Email in a bilingual land: evidence that language of choice is more effective

Canada is a bilingual country. The federal government (and many national organizations) operate with stringent standards on services and communications being available in english and french.

This is done to protect people’s right to access government services in either english or french, whichever they prefer.

I get that. What I don’t get is why people doing online communication think that means we have to give everyone both languages in the same message.

For bilingually mandated organizations – governmental or non-governmental – it seems that being seen to be bilingual is actually more important than being understood in english and in french.

That’s fine for government. I suspect the current government would make its program information available in Latin if they thought they could get away with it and it would keep costs down.

But for social change organizations, whose health and success involves public engagement, sending email (for example) in bilingue, Canada’s third official language, is bad news.

See, no one speaks bilingual and they’d prefer not to read it in email either.

I’ve always thought this.
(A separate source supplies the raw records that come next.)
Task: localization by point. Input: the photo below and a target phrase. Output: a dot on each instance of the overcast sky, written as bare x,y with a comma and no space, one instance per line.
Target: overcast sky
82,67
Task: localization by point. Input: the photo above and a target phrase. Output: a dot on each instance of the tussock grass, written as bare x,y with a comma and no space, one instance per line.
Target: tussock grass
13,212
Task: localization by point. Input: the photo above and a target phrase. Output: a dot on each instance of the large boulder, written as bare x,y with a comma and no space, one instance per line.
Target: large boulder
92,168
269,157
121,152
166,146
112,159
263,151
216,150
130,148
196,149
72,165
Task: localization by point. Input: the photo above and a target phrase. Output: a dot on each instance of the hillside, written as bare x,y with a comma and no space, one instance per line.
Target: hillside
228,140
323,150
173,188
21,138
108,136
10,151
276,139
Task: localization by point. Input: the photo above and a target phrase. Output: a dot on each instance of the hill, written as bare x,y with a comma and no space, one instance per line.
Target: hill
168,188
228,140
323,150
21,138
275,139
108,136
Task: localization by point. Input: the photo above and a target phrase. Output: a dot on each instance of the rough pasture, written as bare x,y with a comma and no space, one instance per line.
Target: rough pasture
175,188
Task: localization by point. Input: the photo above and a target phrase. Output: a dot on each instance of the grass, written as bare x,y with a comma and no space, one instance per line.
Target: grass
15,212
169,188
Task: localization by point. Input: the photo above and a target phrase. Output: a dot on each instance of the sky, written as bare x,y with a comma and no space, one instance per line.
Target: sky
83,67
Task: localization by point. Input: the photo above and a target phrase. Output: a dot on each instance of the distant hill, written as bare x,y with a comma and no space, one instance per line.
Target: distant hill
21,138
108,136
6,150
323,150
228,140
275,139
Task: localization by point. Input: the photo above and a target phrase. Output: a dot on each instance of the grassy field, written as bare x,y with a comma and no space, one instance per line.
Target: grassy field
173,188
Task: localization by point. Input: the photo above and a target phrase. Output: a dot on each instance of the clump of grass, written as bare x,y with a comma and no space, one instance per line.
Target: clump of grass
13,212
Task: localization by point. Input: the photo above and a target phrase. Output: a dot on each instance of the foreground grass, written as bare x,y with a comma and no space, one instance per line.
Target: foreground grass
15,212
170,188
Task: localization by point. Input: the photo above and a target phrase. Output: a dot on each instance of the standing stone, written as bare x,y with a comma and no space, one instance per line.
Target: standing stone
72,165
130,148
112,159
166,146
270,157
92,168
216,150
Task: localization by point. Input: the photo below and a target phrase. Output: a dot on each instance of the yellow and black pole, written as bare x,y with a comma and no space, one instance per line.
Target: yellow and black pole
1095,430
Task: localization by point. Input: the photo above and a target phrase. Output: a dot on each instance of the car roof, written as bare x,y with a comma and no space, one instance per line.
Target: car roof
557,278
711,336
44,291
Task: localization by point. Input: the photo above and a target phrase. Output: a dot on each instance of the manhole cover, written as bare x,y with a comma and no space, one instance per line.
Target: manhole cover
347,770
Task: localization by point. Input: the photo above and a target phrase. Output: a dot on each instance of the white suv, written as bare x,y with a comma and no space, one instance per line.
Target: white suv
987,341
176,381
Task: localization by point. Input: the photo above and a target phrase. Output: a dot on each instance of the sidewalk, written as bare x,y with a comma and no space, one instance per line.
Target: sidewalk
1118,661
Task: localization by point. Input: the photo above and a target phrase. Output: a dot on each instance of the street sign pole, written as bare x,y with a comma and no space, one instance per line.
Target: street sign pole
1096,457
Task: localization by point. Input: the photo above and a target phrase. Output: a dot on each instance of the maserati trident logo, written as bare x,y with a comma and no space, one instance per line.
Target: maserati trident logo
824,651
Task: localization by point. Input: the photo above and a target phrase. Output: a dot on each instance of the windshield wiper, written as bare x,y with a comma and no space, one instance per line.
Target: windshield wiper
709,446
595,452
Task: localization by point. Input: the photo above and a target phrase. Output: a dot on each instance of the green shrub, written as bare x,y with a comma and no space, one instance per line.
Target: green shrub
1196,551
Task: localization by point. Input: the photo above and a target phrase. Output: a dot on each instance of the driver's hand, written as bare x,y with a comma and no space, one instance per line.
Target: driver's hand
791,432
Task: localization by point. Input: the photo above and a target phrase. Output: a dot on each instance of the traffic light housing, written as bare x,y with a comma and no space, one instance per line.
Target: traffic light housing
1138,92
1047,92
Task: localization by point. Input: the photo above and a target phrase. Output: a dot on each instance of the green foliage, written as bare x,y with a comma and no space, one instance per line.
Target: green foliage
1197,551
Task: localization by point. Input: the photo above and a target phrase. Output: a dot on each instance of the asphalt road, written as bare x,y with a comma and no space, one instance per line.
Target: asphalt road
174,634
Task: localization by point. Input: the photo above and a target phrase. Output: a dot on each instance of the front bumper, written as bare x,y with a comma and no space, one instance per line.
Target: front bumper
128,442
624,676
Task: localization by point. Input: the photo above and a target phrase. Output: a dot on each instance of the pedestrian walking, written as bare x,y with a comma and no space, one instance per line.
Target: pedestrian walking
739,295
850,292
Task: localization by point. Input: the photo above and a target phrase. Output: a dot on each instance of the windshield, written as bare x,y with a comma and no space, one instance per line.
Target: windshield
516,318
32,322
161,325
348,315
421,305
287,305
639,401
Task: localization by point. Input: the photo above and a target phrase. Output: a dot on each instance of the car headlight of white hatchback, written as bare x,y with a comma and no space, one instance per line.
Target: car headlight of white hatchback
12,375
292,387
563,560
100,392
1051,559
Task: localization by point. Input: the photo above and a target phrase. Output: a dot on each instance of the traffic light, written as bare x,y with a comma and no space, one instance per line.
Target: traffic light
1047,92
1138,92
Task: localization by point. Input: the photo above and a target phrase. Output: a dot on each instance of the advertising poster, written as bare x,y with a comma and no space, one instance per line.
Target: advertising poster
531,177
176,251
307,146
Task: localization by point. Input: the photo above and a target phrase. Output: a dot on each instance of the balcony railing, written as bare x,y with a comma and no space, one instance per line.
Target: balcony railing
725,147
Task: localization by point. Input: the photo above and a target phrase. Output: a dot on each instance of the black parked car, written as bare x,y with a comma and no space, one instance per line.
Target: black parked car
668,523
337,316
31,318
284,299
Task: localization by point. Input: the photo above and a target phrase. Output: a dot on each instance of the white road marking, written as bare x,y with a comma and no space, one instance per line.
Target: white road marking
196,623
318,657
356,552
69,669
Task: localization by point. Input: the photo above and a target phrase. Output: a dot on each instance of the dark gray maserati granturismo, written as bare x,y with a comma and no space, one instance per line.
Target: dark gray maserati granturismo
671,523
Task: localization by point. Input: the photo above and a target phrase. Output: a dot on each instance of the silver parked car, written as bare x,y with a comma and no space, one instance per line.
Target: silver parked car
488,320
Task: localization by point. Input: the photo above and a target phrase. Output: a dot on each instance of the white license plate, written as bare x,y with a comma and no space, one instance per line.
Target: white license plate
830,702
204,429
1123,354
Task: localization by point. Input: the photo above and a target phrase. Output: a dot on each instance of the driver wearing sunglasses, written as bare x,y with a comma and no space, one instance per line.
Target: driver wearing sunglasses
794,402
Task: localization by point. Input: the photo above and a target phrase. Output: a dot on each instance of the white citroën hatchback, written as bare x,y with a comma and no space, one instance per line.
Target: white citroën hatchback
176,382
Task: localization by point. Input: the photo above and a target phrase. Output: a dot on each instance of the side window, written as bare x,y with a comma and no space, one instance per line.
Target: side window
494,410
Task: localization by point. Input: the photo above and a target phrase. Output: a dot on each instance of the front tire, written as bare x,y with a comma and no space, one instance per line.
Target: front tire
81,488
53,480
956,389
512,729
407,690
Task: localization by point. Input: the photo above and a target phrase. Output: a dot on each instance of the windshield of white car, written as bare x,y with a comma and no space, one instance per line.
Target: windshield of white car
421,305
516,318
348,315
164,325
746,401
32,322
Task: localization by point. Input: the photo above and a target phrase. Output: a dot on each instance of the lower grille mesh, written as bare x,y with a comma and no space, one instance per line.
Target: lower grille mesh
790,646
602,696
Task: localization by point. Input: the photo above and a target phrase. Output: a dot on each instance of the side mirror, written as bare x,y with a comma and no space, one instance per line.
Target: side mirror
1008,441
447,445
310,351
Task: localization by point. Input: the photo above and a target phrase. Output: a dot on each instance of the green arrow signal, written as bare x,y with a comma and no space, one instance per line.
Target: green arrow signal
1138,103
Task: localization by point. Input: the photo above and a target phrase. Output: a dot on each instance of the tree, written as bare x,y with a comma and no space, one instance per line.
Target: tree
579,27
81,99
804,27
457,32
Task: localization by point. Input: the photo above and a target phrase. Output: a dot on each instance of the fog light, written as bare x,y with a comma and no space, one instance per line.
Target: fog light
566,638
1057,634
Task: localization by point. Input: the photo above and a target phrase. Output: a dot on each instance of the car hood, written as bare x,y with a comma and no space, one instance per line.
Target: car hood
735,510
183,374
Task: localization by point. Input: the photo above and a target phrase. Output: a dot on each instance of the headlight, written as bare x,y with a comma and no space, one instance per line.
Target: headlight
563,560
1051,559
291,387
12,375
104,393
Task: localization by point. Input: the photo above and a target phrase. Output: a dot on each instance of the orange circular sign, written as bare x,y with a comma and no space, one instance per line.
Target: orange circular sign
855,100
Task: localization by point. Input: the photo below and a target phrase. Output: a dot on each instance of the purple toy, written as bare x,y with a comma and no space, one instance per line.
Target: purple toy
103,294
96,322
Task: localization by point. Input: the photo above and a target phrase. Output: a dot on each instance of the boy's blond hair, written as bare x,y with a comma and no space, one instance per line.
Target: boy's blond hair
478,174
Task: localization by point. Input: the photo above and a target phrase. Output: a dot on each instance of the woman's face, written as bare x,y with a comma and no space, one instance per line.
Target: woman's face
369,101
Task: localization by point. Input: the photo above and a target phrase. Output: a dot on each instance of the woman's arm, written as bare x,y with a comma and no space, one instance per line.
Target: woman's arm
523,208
But now I have proof. Some proof anyway.

Where I work, we have serious religion about producing everything in english and in french at the same time and with the same quality, etc. I wouldn’t have it any other way.

But someone interpreted that to mean that bulk emails must always contain french and english in the same message.

This means both languages in the subject header and either english column/french column or english-follows-french email body. Both these are fraught with problems:

  • The second language in the subject is almost never read.
  • Hansard style messages don’t render well in many email clients – Blackberries? Hello!
  • Over-under messages must always put one language first.

And people who read both, or prefer to read in the language-put-second have more work to do and are less likely to open your message and less likely still to click.

As proof I offer the following.

We sent out a notice of an online survey (complete with juicy incentive) to a 35,000 or so member list. For some addresses we had a language preference. We sent them a message in the language of their choice.

For others, we did not, so we sent them a Hansard style ‘bilingual’ message. The results tell the story:

MessageOpen RateClick Rate
Bilingual38.4%20.2%
French only46.9%23.8%
English only48.6%23.8%

Language-of-choice emails got a 20 or 21 per cent higher open rate and a 16 per cent higher click rate than bilingual messages with the same content. They’re more likely to be forwarded and less likely to be the subject of a spam complaint.

2 Replies to “Email in a bilingual land: evidence that language of choice is more effective”

  1. Hi, Thanks for sharing your findings.

    I realize this post is eight years old now, but it seems like the numbers in the table and those in your conclusion don’t reconcile. Am I not understanding something?

    Thanks again.

  2. I’m comparing the rates. So the numbers in the conclusion are a percentage of a percentage: 23.8 is 16% more than 20.2 (click rate) and the open rate is 21per cent higher (38.4 vs 48.6) for english emails and 20 per cent higher (38.4 vs 46.9) for french emails compared to bilingual ones.